Aku mencengkram lengan Mas Pati lebih erat. Aku bisa merasakan bagaimana tubuhnya sedikit gemetar. Aku tahu ada sesuatu yang masih disembunyikannya dari ku. Tapi kali ini, aku tidak akan mundur.
Aku menatap Bram dengan tatapan menusuk. "Kita lihat saja nanti siapa yang akan menang. Aku tidak akan membiarkan suamiku jatuh ke dalam hubungan kotor mu ini."

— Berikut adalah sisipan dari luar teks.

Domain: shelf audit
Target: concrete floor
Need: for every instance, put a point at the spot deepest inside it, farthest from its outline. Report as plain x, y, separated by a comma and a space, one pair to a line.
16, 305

Bram hanya tersenyum sinis, matanya penuh kemenangan. Tapi aku tidak peduli. Aku sudah bertekad untuk mempertahankan rumah tanggaku, apa pun yang terjadi. "Jadi , saat ini Anda silahkan pulang dan jangan lagi Anda mengganggu rumah tangga kami."
Diluar dugaan mas Bram berusaha kembali untuk mendekati mas Pati, dia ingin menarik mas Pati dari samping ku.
Aku tidak mau kalah dengan Bram aku lebih dulu menarik kerah kemeja mas Pati dan mengulum bibir mas Pati. Aku sadar saat melakukan itu dan lucu nya mas Pati ikut mengimbangi permainan aku dan itu membuat Bram seperti orang kebakaran jenggot.
" Apa yang kamu lakukan hey wanita murahan!" Kata Bram dan dia menampar pipiku " Plak."
Dari sudut bibirku keluar darah segar aku tidak mau kalah aku juga menampar wajah Bram dan Bram kaget " Aku bukan wanita tapi aku Monster jika milik ku diusik oleh orang lain. Mulai saat ini aku tidak mau kalah apalagi mengalah untuk kamu Bram." Kata kata ku itu pasti terdengar jelas ditelinga Bram.
Bram juga menyeka sudut bibir nya dan benar saja darah segar juga keluar dari sudut bibir nya itu.
" Sudah Anya sudah." Kata mas Pati menegur ku.
" Mas , bilang sama kekasih kamu ini. Eh maksudnya mantan kekasih kamu ini. Dia salah orang aku bukan wanita lemah , aku juga kuat karena aku adalah mantan atlet taekwondo dengan ban hitam. Jadi , aku bukan lawan Bram pria banci yang berani hanya dengan wanita." Tandas ku.
" Aku pergi dulu Pati dan aku tunggu kau ditempat biasa nanti malam." Kata Bram sebelum pergi dan mas Pati hanya diam dan tidak menjawab.
Aku tersenyum penuh kemenangan melihat reaksi mas Pati. Reaksi yang memang harus dia lakukan.
Aku mencium pipi mas Pati " Terima kasih mas, sudah bisa bersikap dengan baik dalam menghadapi dia "
" Tapi, tadi kamu hampir celaka Anya." Kata mas Pati kuatir.
" Tidak mas, aku tidak apa-apa. Aku ini mantan atlet taekwondo dengan segudang prestasi mas. Jadi , kalau untuk melawan pria seperti Bram saja itu kecil mas." Kata ku tersenyum sambil merangkul pundak mas Pati.
Mas Pati tersenyum dan menoel hidung mancung ku " Kamu memang luar biasa dan aku baru kali ini dekat dengan wanita dan merasa nyaman."
" Itu makanya aku yakin kamu bukan golongan Bram mas." aku merangkul pundak mas Pati dan memberikan nya kecupan manis.